Search code examples
vectorfilterclojuresetlisp

Why exactly is filtering using a set more performant than filtering using a vector?


After some researching, I was recently able to dramatically improve the performance of some code by using a set to compare rather than a vector. Here is a simple example of the initial code:

(def target-ids ["a" "b" "c"])

(def maps-to-search-through 
  [{"id": "a" "value": "example"} 
   {"id": "e" "value": "example-2"}])

(filter (fn [i] (some #(= (:id i) %) target-ids)) maps-to-search-through)

And here is the optimised code:

(def target-ids #{"a" "b" "c"})

(def maps-to-search-through
  [{"id": "a" "value": "example"} 
   {"id": "e" "value": "example-2"}])

(filter (comp target-ids :id) maps-to-search-through)

For reference, target-ids and maps-to-search-through are both generated dynamically, and can contain thousands of values each -- although maps-to-search-through will always be at least 5x larger than target-ids.

All advice and documentation I found online suggested this improvement, specifically using a set instead of a vector, would be significantly faster, but didn't elaborate on why that is.
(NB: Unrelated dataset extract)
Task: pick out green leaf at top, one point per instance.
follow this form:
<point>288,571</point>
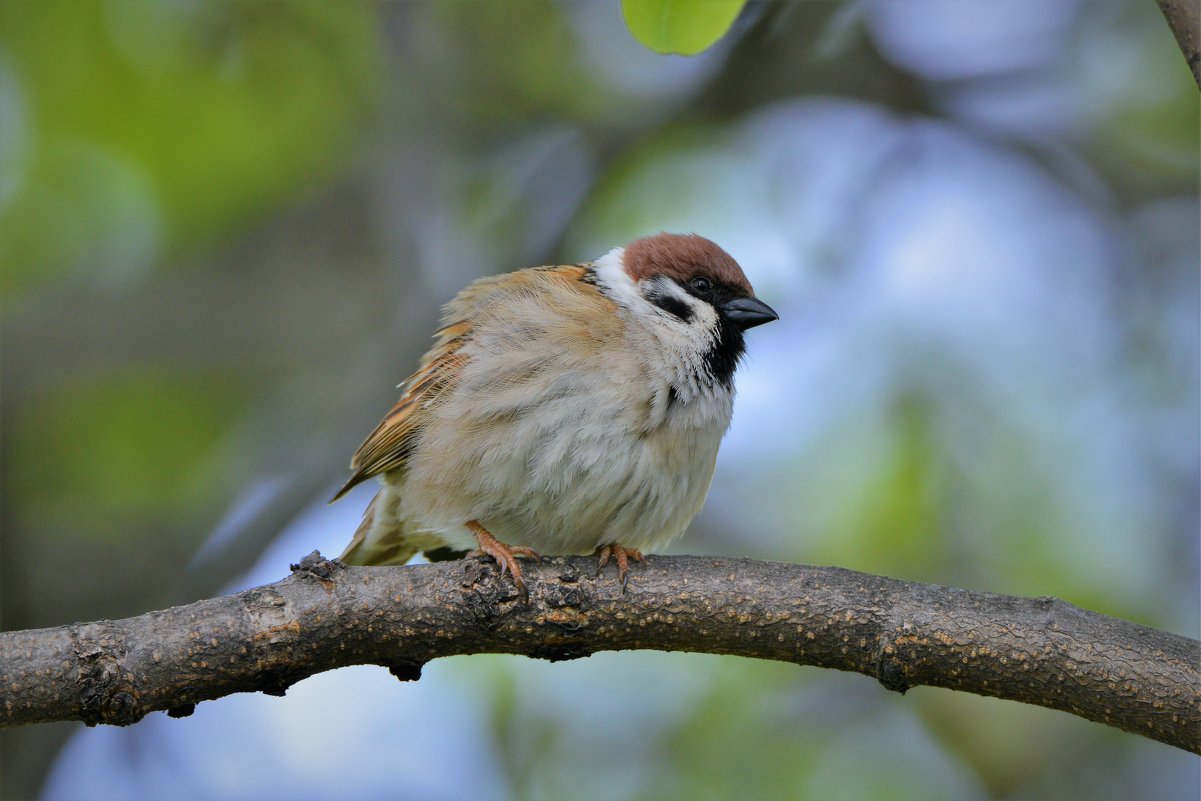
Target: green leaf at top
<point>683,27</point>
I understand that in the initial case, filter is doing a lot of work - iterating through both vectors on every step. But I don't understand how that isn't the case in the improved code.

Can anyone help explain?


Solution

  • Sets are data structures that are designed to only contain unique values. Also you can use them as functions to check whether a given value is a member of the very set - just as you use your target-ids set. It basically boils down to a call of Set.contains on JVM side which uses some clever hash-based logic.

    Your first solution loops through the vector using some, so it's similar to a nested for loop which is obviously slower.